Эдик. Путешествие в мир детского писателя Эдуарда Успенского (Мякеля) - страница 40

Когда по мере приближения Тампере мы наконец спросили у мужчины, чем он занимается, то услышали, что в его задачу входит, в частности, наблюдать за порядком в поездах и смотреть, чтобы в них не выпивали… От этого ответа Успенский онемел, когда ему перевели, а остальных в нашей компании он лишь рассмешил. Ведь мужик ехал с нами, словно уже один из нас, чувствовал себя комфортно и ухмылялся. И был в отпуске, если я правильно понял. В качестве благодарности он получил книгу Успенского с автографом, так как Тууламарья — La Toulousette, как я ее называл, — в соответствии с обязанностями пиарщицы везла с собой помимо провианта еще и книги.

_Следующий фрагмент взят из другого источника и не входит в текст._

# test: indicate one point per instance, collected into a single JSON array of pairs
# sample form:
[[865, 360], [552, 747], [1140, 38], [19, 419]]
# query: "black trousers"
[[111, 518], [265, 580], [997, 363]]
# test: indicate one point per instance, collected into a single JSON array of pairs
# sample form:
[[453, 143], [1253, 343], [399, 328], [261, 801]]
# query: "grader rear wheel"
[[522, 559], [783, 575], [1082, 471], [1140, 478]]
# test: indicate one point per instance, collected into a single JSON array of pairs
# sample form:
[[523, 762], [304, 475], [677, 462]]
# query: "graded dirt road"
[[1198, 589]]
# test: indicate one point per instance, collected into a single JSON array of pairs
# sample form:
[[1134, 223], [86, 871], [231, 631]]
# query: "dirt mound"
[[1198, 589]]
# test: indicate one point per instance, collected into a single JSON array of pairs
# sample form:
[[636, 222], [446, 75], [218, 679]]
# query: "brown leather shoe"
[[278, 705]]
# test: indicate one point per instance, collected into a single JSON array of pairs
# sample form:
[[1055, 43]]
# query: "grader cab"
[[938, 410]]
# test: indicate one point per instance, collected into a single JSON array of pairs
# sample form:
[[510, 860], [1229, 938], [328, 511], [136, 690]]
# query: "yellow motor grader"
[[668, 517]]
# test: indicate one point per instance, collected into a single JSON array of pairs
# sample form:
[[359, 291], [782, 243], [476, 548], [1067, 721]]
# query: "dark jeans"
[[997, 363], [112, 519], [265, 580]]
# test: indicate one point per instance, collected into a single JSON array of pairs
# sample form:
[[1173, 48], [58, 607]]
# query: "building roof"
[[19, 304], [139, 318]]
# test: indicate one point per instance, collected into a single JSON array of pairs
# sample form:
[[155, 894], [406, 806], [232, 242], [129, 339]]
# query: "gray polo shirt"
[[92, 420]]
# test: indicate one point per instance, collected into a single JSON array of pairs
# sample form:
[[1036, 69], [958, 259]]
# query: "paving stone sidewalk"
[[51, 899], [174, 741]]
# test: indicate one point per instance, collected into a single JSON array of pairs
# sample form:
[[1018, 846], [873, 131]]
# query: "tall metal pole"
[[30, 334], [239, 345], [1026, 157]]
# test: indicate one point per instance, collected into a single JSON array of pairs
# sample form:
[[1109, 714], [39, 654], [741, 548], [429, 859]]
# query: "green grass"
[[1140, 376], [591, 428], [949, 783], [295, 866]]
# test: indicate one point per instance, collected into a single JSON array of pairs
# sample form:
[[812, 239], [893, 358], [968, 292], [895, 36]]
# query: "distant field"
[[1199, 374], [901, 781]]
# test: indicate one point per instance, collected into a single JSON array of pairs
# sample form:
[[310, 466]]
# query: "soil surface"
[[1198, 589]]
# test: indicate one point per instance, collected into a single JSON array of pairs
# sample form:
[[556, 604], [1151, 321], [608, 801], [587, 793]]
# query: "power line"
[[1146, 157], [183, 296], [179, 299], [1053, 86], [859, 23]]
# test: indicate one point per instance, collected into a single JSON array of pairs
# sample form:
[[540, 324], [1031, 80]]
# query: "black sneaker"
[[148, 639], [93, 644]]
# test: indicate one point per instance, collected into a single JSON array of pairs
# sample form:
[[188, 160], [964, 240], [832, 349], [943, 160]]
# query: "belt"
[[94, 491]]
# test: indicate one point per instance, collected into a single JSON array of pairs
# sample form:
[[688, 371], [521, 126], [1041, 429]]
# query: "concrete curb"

Поездка на телевидение начинала явно нервировать Успенского. Сейчас это кажется удивительным, особенно ввиду того, что со временем я узнал: опыта выступлений, в том числе и на телевидении, ему уже тогда было не занимать. Литература в Советском Союзе была сопряжена с публичными выступлениями, и этими навыками особенно должны были обладать поэты и детские писатели. С другой стороны, дети — всегда особенно критичная и честная публика. Если текст не нравится, он не нравится, как бы взрослый его ни исполнял, — даже если учительница хвалит и благодарит. Положение Эдуарда было иным: он уже написал много веселых стихов, которые знал наизусть и которые умел по-настоящему хорошо исполнять. Задолго до публикации в Советском Союзе своих произведений он стал известен как артист: на различных культмассовых мероприятиях детям читалось что-нибудь из творчества, декламировались стихи, велись беседы с детьми. Но теперь мы были в Финляндии. Язык чужой, люди чужие. Он окажется полностью во власти переводчика, переводчика, которого никто из нас не знал. Как быть, как жить? Внезапно Успенский стал похож на человека, заблудившегося в тайге и потерявшего дорогу домой.

Я утешал его, но помощи от этого было немного. Утешать было легко — ведь это он будет ходить перед камерами, а не я.

— Я туда один не пойду, — повторял Успенский.

Я обещал, что буду присутствовать. Он уставился на меня с подозрением. Но я присутствовал.

Проблема разрешилась таким образом, что интервью у него брала Лийса Ховинхеймо, хорошо знавшая русский, так что переводчика не потребовалось, а я сидел за камерой так, что Успенский меня видел. Всякий раз, когда Эдуард сбивался, или вообще наступало затруднительное положение, он смотрел на меня. Я поднимал руку, кивал головой. Давай, мол. И он продолжал, и все шло как по маслу. Моя роль была легкой, и я понимал слова Оскара из «Жестяного барабана» Гюнтера Грасса: «Лучше стоять за трибунами, чем на трибунах».